Obligasi Pemerintah Mencapai 124,1 Triliun Won pada Paruh Pertama
Obligasi pemerintah total mencapai 124,1 triliun won (55,5%) pada paruh pertama, berada di ujung bawah kisaran pedoman awal tahun sebesar 55–60%. Untuk obligasi publik di luar obligasi pemerintah, penerbitan mencapai 70 triliun won pada Q2, naik 6 triliun won dari rencana awal. Untuk seluruh paruh pertama, penerbitan berada 1 triliun won di bawah rencana awal. Lembaga yang berpartisipasi menilai bahwa meskipun suku bunga terkini masih berada pada level tinggi, kondisi penerbitan membaik, dengan permintaan obligasi yang menunjukkan pemulihan tertentu sejak Juli.
Lembaga Penerbit Obligasi Rencanakan Penyesuaian Penerbitan yang Fleksibel
Pemerintah dan lembaga penerbit mengonfirmasi bahwa mereka akan melanjutkan penerbitan obligasi pemerintah dan obligasi publik utama yang dijadwalkan pada Q3 secara normal.

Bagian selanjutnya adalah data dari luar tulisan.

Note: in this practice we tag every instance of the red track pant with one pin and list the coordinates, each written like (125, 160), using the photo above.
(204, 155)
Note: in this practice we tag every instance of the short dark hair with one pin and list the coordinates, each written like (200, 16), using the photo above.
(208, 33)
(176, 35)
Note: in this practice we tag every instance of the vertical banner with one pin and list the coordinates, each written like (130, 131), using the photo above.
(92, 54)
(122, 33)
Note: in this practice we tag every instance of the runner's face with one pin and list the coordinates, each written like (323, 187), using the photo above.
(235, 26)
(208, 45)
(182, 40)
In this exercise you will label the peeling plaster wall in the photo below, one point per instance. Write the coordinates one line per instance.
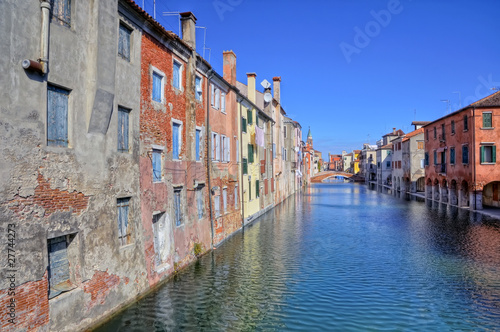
(49, 191)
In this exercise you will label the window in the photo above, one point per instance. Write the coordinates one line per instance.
(158, 238)
(59, 272)
(157, 176)
(123, 130)
(224, 199)
(176, 140)
(223, 102)
(124, 227)
(197, 147)
(61, 12)
(198, 89)
(177, 75)
(236, 197)
(199, 202)
(245, 166)
(487, 120)
(465, 154)
(217, 98)
(57, 116)
(177, 206)
(243, 125)
(488, 154)
(250, 153)
(124, 42)
(217, 205)
(157, 87)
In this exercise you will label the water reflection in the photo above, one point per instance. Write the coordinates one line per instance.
(338, 257)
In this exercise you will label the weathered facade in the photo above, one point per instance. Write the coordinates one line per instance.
(460, 155)
(69, 162)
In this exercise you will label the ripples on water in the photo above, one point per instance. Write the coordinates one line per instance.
(339, 257)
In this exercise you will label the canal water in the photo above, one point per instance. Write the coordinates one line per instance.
(338, 257)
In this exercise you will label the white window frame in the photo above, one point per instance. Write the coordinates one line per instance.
(162, 87)
(180, 123)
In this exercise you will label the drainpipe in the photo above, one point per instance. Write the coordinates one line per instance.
(209, 76)
(41, 66)
(241, 184)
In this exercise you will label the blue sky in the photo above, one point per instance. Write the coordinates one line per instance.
(354, 69)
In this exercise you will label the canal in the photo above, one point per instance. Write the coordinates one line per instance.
(339, 257)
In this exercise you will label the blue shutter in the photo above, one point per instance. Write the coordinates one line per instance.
(175, 141)
(57, 116)
(197, 145)
(157, 87)
(177, 73)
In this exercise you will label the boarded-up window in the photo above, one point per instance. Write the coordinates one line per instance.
(124, 227)
(57, 116)
(177, 206)
(61, 12)
(156, 160)
(123, 129)
(124, 42)
(58, 265)
(177, 75)
(176, 140)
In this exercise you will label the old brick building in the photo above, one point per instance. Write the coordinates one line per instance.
(460, 156)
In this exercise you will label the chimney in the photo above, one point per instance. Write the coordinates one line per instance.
(251, 86)
(189, 29)
(229, 67)
(276, 88)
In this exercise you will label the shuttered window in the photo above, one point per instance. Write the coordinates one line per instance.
(199, 202)
(176, 140)
(177, 75)
(124, 228)
(487, 120)
(61, 12)
(177, 207)
(156, 160)
(58, 265)
(124, 42)
(488, 153)
(244, 125)
(250, 153)
(157, 87)
(123, 129)
(245, 166)
(198, 137)
(57, 116)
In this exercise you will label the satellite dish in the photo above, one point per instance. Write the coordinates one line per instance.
(268, 97)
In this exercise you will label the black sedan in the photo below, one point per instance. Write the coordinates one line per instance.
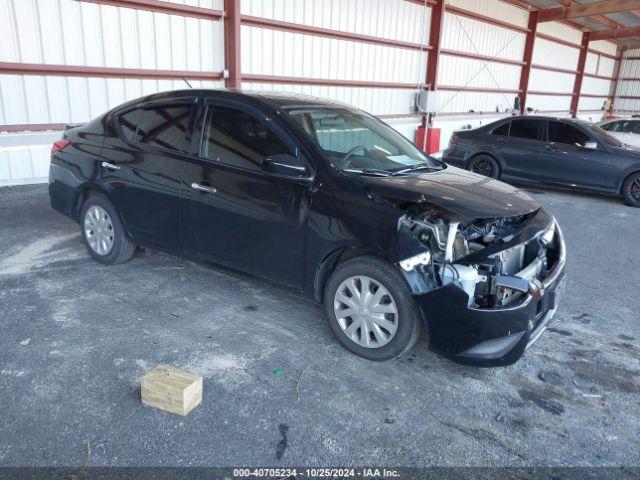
(550, 151)
(327, 200)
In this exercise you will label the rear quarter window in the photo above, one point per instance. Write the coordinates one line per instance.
(128, 123)
(502, 129)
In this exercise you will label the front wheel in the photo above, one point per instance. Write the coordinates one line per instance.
(631, 190)
(370, 309)
(484, 165)
(103, 232)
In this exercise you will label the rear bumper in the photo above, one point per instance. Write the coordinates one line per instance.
(497, 336)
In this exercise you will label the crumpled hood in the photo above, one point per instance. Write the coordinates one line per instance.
(464, 194)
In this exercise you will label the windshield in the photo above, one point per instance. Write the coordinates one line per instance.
(603, 135)
(357, 142)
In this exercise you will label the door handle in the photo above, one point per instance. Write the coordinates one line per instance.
(203, 188)
(110, 166)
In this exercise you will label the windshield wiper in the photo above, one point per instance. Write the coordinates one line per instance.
(416, 167)
(369, 171)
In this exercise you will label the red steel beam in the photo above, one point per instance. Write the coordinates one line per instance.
(325, 32)
(232, 48)
(527, 58)
(325, 82)
(600, 77)
(32, 127)
(577, 85)
(586, 10)
(616, 33)
(475, 56)
(550, 94)
(104, 72)
(483, 18)
(456, 88)
(163, 7)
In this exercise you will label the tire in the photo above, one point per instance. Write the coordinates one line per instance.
(484, 165)
(631, 190)
(406, 319)
(116, 246)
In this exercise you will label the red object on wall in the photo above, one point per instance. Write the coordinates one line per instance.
(429, 142)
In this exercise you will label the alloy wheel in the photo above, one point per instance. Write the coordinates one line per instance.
(98, 230)
(366, 311)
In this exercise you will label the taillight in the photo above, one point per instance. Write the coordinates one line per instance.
(59, 145)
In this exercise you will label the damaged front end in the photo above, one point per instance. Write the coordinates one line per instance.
(487, 288)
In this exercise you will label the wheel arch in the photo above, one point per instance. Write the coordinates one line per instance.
(84, 193)
(331, 261)
(634, 171)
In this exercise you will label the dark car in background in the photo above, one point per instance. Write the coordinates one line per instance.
(327, 200)
(549, 151)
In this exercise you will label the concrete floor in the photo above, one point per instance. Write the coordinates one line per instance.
(76, 336)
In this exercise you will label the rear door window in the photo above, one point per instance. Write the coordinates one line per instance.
(164, 126)
(561, 132)
(525, 128)
(238, 138)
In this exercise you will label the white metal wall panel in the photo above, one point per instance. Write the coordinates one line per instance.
(495, 9)
(378, 101)
(589, 104)
(604, 46)
(76, 99)
(393, 19)
(106, 36)
(596, 86)
(473, 36)
(631, 88)
(467, 72)
(558, 30)
(549, 103)
(458, 102)
(269, 52)
(553, 54)
(24, 164)
(548, 81)
(599, 65)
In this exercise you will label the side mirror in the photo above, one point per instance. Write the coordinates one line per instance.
(285, 166)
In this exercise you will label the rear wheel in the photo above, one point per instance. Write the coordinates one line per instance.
(103, 232)
(370, 309)
(631, 190)
(484, 165)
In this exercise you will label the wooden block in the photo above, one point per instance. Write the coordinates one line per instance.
(170, 389)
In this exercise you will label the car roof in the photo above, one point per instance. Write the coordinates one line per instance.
(547, 117)
(278, 99)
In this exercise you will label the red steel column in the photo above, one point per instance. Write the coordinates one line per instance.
(232, 43)
(577, 86)
(616, 75)
(525, 73)
(435, 36)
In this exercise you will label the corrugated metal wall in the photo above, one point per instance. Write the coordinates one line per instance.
(629, 84)
(106, 36)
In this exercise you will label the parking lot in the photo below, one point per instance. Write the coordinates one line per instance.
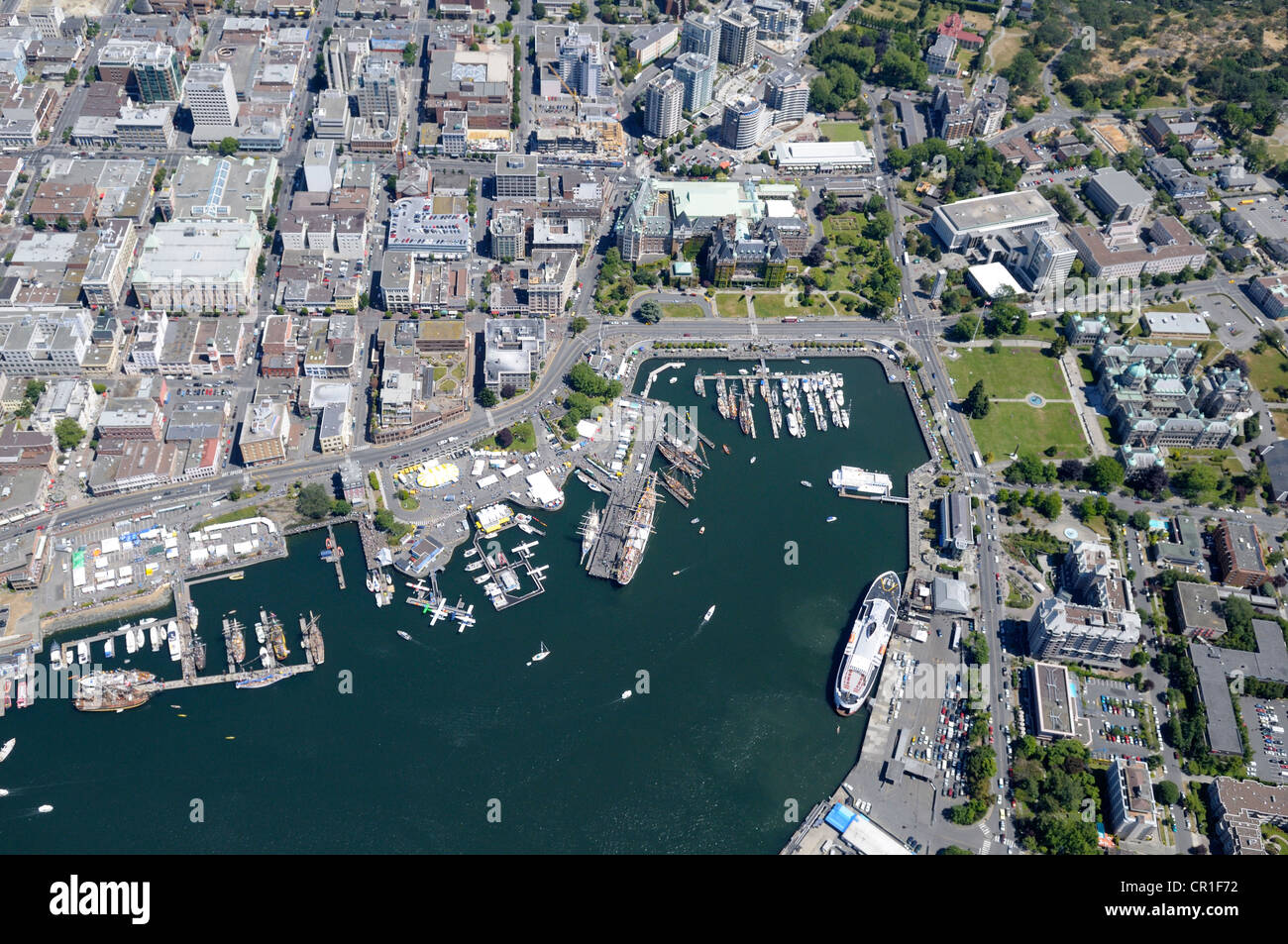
(1265, 721)
(1122, 720)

Lembaga yang berpartisipasi berencana untuk mendiversifikasi jadwal dan jatuh tempo penerbitan dengan mempertimbangkan pasokan dan permintaan di pasar obligasi, sambil menyesuaikan penerbitan obligasi secara fleksibel melalui penerbitan obligasi dalam mata uang asing dan peminjaman langsung bila diperlukan. Dalam kasus ketika kenaikan penerbitan secara tajam diperkirakan, dewan menyepakati untuk menyesuaikan volume dan waktu penerbitan berdasarkan kebutuhan melalui konsultasi rutin.
Kementerian Menekankan Koordinasi Antar-Lembaga untuk Stabilitas Pasar
Hwang Soon-kwan, Direktur Biro Treasury, menyatakan bahwa "ketidakpastian domestik dan luar negeri terkait pasar obligasi masih berlanjut pada paruh kedua, sehingga kerja sama antar-lembaga untuk stabilitas pasar tetap menjadi hal yang krusial," serta menambahkan bahwa "kami akan berkonsultasi dan menyesuaikan volume dan waktu penerbitan melalui pertemuan ad-hoc bila diperlukan." Pemerintah dan lembaga penerbit berencana untuk melanjutkan respons bersama untuk stabilitas pasar obligasi sambil terus memantau kondisi pasar Q3. Rapat dihadiri oleh perwakilan Komisi Jasa Keuangan, Layanan Pengawas Keuangan, Bank Pembangunan Korea, Bank Ekspor-Impor Korea, Bank Industri Korea, Korea Electric Power Corporation, Korea Housing Finance Corporation, Korea Land and Housing Corporation (LH), dan Korea Student Aid Foundation.
FAQ
Berapa proyeksi penerbitan obligasi publik Q3 Korea Selatan?
Kementerian Keuangan dan Perekonomian Korea Selatan memproyeksikan bahwa penerbitan obligasi publik Q3 yang tidak termasuk obligasi pemerintah akan mencapai sekitar 67 triliun won, naik 4 triliun won dari rencana awal karena meningkatnya permintaan kebijakan, meskipun 3 triliun won lebih rendah dibanding capaian aktual Q2.
Berapa jumlah obligasi pemerintah yang diterbitkan pada paruh pertama?
Obligasi pemerintah total mencapai 124,1 triliun won pada paruh pertama, setara dengan 55,5% dari target penerbitan tahunan dan berada di ujung bawah kisaran pedoman awal tahun sebesar 55–60%.